Publication year - 1991
Publication title -
the embo journal
Language(s) - English
Resource type - Journals
SCImago Journal Rank - 7.484
H-Index - 392
eISSN - 1460-2075
pISSN - 0261-4189
DOI - 10.1002/j.1460-2075.1991.tb07935.x
Subject(s) - biology , mutant , microbiology and biotechnology , coiled coil , gene , peptide sequence , temperature sensitive mutant , nucleic acid sequence , mutant protein , nucleoid , escherichia coli , genetics , biochemistry
An Escherichia coli temperature sensitive mutant which produces spontaneously normal size anucleate cells at low temperature was isolated. The mutant is defective in a previously undescribed gene, named mukB, located at 21 min on the chromosome.

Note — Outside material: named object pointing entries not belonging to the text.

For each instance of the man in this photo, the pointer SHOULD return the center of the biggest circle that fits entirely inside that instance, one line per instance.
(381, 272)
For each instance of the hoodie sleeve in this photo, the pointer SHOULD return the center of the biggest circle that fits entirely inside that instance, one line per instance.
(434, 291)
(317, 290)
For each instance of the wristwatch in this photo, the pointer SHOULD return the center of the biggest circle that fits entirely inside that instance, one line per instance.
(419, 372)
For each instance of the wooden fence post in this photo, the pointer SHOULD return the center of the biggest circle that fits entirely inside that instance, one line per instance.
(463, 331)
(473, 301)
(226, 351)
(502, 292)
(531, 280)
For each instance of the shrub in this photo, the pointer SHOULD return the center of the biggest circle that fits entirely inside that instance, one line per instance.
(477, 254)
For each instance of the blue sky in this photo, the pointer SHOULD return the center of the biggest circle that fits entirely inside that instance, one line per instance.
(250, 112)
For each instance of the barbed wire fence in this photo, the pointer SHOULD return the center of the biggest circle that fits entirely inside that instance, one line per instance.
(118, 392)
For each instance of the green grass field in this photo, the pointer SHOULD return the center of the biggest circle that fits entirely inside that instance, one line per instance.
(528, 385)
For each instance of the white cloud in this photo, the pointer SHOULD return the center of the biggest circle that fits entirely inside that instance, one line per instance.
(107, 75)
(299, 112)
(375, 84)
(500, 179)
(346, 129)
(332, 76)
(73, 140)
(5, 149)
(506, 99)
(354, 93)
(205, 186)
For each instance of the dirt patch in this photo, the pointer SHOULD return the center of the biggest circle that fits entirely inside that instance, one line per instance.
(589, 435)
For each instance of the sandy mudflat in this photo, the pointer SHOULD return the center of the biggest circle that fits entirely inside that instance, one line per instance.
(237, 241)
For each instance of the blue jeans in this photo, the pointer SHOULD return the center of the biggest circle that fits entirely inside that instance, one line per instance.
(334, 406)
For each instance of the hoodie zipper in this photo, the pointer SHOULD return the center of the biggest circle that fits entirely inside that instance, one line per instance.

The mukB gene codes for a large protein (approximately 180 kd). A 1534 amino acid protein (176,826 daltons) was deduced from the nucleotide sequence of the mukB gene. Computer analysis revealed that the predicted MukB protein has distinct domains: an amino‐terminal globular domain containing a nucleotide binding sequence, a central region containing two alpha‐helical coiled‐coil domains and one globular domain, and a carboxyl‐terminal globular domain which is rich in Cys, Arg and Lys. A 180 kd protein detected in wild‐type cell extracts by electrophoresis is absent in mukB null mutants. Although the null mutants are not lethal at low temperature, the absence of MukB leads to aberrant chromosome partitioning. At high temperature the mukB null mutants cannot form colonies and many nucleoids are distributed irregularly along elongated cells. We conclude that the MukB protein is required for chromosome partitioning in E. coli.